En ouverture de la 28e édition du Festival du film de Lama, l’acteur et réalisateur Louis Garrel a présenté le 30 juillet 2022 son nouveau film, L’Innocent. Plus qu’une simple comédie, le long-métrage agrège plusieurs genres, et aboutit à une proposition originale et sensible.
Corse par alliance, d’un village l’autre, Louis Garrel a semble-t-il apprécié l’invitation à venir présenter son nouveau film au Festival de Lama et ses projections substellaires. L’équipe de l’évènement a choisi cette année encore d’ouvrir l’édition avec une comédie ; du moins un film qui a fait rire les spectateurs de La Piscine, l’un des trois sites de projection du festival.
Une seule étiquette serait en effet trop peu suffisante pour cette œuvre qui embarque rapidement le public. Les dialogues, rythmés et burlesques, donnent immédiatement un ton théâtral au film. Les personnages, archétypés, rappellent le vaudeville.
Le fils, Abel, interprété par Louis Garrel, lassé et suspicieux, s’inquiète pour sa mère Sylvie (Anouk Grinberg) qui s’est pour la énième fois entiché d’un ex-détenu, Michel (Roschdy Zem) et s’est mariée avec lui en prison. Il cherche alors secours et conseils auprès de sa meilleure amie, Clémence (Noémie Merlant), qui semble bien plus intéressée par sa vie sexuelle et sentimentale.
Un film de braquage
Abel se méfie de ce repenti trop parfait, qui promet à sa mère un apport financier des plus honnêtes pour l’ouverture de leur boutique de fleuriste en plein cœur de Lyon. En cherchant comment tourner hors de la capitale qu’il connaît trop bien, Louis Garrel a choisi la capitale des Gaules pour ses rues et ses reliefs qui se prêtent bien à l’intrigue crapuleuse de son film.
L’acteur et réalisateur le reconnaît volontiers : au départ, il souhaitait faire un film de braquage. C’est en partie cet univers que l’on retrouve aussi dans le film, au fur et à mesure des filatures d’Abel. Parfois aidé de sa comparse évidemment maladroite Clémence, il fouille les affaires de son nouveau beau-père, le suit au café ou sur son lieu de travail et surprise : il travaille.
Dans la mise en scène, Garrel mêle assez subtilement les comiques de situation et les procédés des films policiers : le split screen, les plans rapprochés lors des filatures. À ce propos, le réalisateur assume avoir évidemment eu en tête Vertigo d’Alfred Hitchcock lors du tournage des scènes.
L’Innocent ou Ocean’s 69
L’intuition d’Abel semble être la bonne ; mais dans le même temps, il se rend bien vite compte qu’il pourrait être intéressé par ce que manigancent Michel et ses complices. Une intrigue se dessine alors autour du caviar beluga iranien. Une thématique qui serait venue à Louis Garrel en entendant des histoires de malfrats dans quelque bar corse.

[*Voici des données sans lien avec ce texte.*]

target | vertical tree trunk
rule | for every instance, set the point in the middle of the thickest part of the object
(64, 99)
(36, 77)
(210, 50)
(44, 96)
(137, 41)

Au-delà du mythe, l’inspiration de ce long-métrage est surtout biographique. La mère de Louis Garrel, Brigitte Sy, a animé pendant une vingtaine d’années des ateliers de théâtre en prison. C’est d’ailleurs sur un atelier de ce type que le film démarre et lance le récit très rythmé de cette rencontre entre Abel et Michel.
L’une des réussites de ce film, mais aussi une partie de l’explication du bon fonctionnement de son ressort comique, se trouve dans le casting, plutôt à contre-emploi. Roschdy Zem et Louis Garrel sont plus habitués des registres dramatiques. Il en va de même pour Noémie Merlant, peut-être plus encore.
Le réalisateur confie avoir demandé à l’actrice de pousser son jeu, elle qui avait semble-t-il peur de ne pas être crédible dans son rôle de soutien grandiloquent et maladroit. Marchant subtilement sur un film entre comédie burlesque et film de braquage crédible, L’Innocent laisse le champ au spectateur d’y trouver ce qu’il souhaite.
C’est une œuvre drôle, simple et originale, trop rare dans le cinéma français, que propose Louis Garrel réalisateur, mais aussi acteur. Pour son personnage, encore une fois prénommé Abel, il s’est écrit un rôle de médiateur dans un aquarium. « Les poissons aussi sont en prison ».